Havelberg l Nachdem die Wasserwehr in Havelberg im Jahr 2017 durch eine personelle Aufstockung gestärkt worden ist, geht es nun da­rum, die Ehrenamtlichen mit ihren Aufgaben noch genauer vertraut zu machen. Zudem steht im Stadtrat eine neue Wasserwehrsatzung zur Beschlussfassung. Die Mitglieder des Ausschusses für Ordnung, Umwelt und Tourismus haben sich damit auf ihrer Sitzung am Dienstagabend befasst.

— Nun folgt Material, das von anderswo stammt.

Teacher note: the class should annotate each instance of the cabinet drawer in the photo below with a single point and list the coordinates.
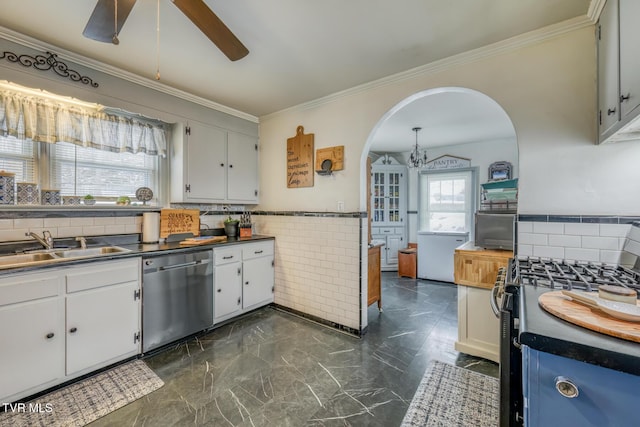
(227, 255)
(255, 250)
(100, 274)
(29, 287)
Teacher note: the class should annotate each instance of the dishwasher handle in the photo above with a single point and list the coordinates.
(183, 265)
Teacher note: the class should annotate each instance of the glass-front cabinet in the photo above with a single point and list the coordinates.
(389, 209)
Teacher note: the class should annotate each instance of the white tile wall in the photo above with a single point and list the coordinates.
(317, 265)
(12, 230)
(575, 241)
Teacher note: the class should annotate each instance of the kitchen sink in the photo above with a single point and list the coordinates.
(89, 252)
(51, 256)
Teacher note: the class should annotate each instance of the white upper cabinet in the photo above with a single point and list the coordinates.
(629, 58)
(618, 38)
(213, 165)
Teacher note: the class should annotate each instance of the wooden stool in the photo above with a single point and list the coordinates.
(407, 262)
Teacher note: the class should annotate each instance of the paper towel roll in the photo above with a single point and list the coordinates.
(150, 227)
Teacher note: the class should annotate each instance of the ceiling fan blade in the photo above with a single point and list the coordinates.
(209, 23)
(101, 24)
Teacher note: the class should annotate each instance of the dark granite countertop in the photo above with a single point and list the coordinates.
(135, 249)
(545, 332)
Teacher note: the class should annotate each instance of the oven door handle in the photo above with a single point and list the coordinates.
(494, 300)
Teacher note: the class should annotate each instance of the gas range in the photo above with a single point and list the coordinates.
(562, 274)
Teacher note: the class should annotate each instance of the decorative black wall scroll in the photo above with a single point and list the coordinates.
(50, 62)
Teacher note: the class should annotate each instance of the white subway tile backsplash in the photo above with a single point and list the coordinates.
(607, 243)
(564, 241)
(533, 239)
(525, 250)
(28, 223)
(614, 230)
(548, 252)
(611, 257)
(582, 254)
(525, 227)
(548, 227)
(582, 229)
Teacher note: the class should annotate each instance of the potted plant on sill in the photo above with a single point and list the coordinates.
(231, 227)
(89, 200)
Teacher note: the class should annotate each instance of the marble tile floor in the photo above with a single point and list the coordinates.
(271, 368)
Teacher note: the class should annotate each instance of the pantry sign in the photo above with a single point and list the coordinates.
(300, 160)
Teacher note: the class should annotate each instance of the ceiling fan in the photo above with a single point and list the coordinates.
(108, 17)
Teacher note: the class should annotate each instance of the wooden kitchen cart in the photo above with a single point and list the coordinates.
(475, 272)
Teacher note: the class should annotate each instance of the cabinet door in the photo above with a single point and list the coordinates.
(629, 57)
(32, 337)
(102, 326)
(257, 281)
(206, 164)
(228, 290)
(242, 173)
(608, 78)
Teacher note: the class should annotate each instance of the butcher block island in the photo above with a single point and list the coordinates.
(475, 272)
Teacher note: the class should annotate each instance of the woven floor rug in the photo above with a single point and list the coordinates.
(451, 396)
(85, 401)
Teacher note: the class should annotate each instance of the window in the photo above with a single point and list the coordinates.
(446, 201)
(18, 157)
(78, 171)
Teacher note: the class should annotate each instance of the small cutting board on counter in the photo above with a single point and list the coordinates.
(202, 240)
(564, 307)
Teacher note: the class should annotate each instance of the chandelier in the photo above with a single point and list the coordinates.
(418, 157)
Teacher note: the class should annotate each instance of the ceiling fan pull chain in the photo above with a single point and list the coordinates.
(158, 42)
(115, 23)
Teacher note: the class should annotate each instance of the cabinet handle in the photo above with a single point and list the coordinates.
(566, 387)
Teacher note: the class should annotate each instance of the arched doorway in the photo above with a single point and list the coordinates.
(455, 121)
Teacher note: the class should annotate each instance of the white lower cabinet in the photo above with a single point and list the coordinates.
(32, 334)
(243, 278)
(227, 283)
(66, 322)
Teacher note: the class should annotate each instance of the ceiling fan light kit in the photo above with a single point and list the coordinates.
(108, 17)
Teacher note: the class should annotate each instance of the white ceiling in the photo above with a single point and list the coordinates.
(300, 50)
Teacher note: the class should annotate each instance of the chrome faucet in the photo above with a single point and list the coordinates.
(46, 240)
(83, 242)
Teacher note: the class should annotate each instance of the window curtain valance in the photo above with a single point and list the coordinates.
(28, 117)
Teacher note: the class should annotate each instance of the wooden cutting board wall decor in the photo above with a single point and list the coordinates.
(300, 160)
(179, 221)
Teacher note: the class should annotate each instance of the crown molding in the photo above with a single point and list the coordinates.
(501, 47)
(39, 45)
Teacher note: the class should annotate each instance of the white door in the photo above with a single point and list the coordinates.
(228, 290)
(257, 287)
(102, 325)
(32, 337)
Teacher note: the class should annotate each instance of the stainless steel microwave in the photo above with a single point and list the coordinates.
(495, 230)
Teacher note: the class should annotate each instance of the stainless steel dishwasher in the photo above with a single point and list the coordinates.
(177, 296)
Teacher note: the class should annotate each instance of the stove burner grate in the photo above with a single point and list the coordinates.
(562, 274)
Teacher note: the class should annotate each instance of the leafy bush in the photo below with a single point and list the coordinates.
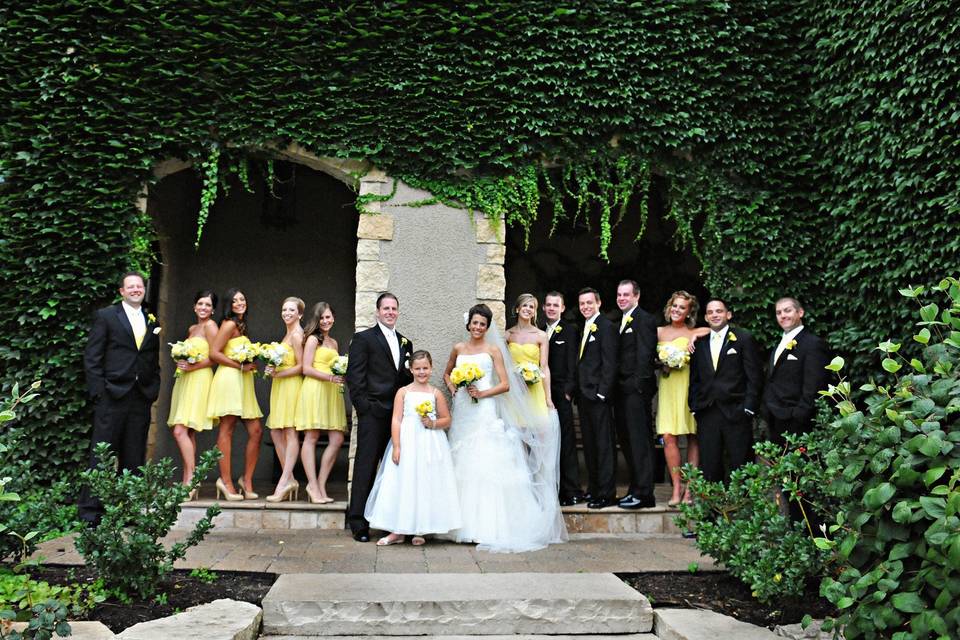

Das Umweltministerium Sachsen-Anhalts hatte im Oktober 2017 eine neue Mustersatzung für den Einsatz von Wasserwehren erlassen. Neben einigen redaktionellen Änderungen wurden auch die Aufgaben der Mitglieder für den Einsatzfall angepasst. Deshalb ist es auch für die Hansestadt Havelberg erforderlich, eine neue Satzung zu beschließen, mit der die bisherige von 2007 außer Kraft gesetzt wird, erklärte Ordnungsamtsleiter André Gerdel. Vor allem auch vor dem Hintergrund, dass die Stadt Fördergelder für die materielle Ausstattung der Wasserwehr beantragen will. Denn die gibt es nur mit einer nach der Mustervorlage beschlossenen Satzung.

„Wir wollen für unsere Wasserwehr persönliche Ausrüstungsgegenstände sowie Hilfsmittel beschaffen. Dafür sind im Haushalt 10 000 Euro Eigenmittel eingeplant“, berichtete André Gerdel. Um dieses Geld so gut wie möglich einzusetzen, soll es mit Fördergeldern gekoppelt werden. Immerhin sind 80 Prozent möglich.

Regenjacken und Gummistiefel

Unter anderem werden festes Schuhwerk, Regenjacken, Gummistiefel und Schwimmwesten für die Wasserwehrmitglieder benötigt. Zudem zum Beispiel Handscheinwerfer, Rettungsringe, Sicherungs- und Schwimmleinen, Wathosen, Kartenmaterial, Beleuchtungsmittel zur Ausleuchtung der Baustellen am Deich, Leitern, Rödeldraht zur Faschinenherstellung und Sandsäcke.

Aus allen Ortschaften sind nun Mitglieder in der Wasserwehr vertreten, so dass im Falle eines Hochwassers überall Leute mit Ortskenntnissen handeln können. Insgesamt sind es 24 Personen. Die Leitung obliegt Bauhofleiter Volker Kanzler. Für den 24. März ist eine Schulung vorgesehen. Unter fachlicher Anleitung durch den Landesbetrieb für Hochwasserschutz erfolgt zunächst im Rathaus die theoretische Ausbildung, am Nachmittag der praktische Teil am Deich.

Wasserwehren kommen in der Regel ab der Hochwasser-Alarmstufe III zum Einsatz. Sie sind als Wach- und Hilfsdienst gedacht, sozusagen als wachsames Auge für die Wasserbehörde bei Gefahr etwa durch Hochwasser und Eisgang. So obliegt ihnen unter anderem die Beo­bachtung der Wasserstandsentwicklung und Eisführung sowie der Schutzeinrichtungen wie Deiche, Ufermauern, Siele, Schöpfwerke und Wehre.

Der Ausschuss votierte einstimmig für die neue Satzung. Der Hauptausschuss beschließt am 26. Februar darüber, der Stadtrat laut Sitzungsplan am 15. März.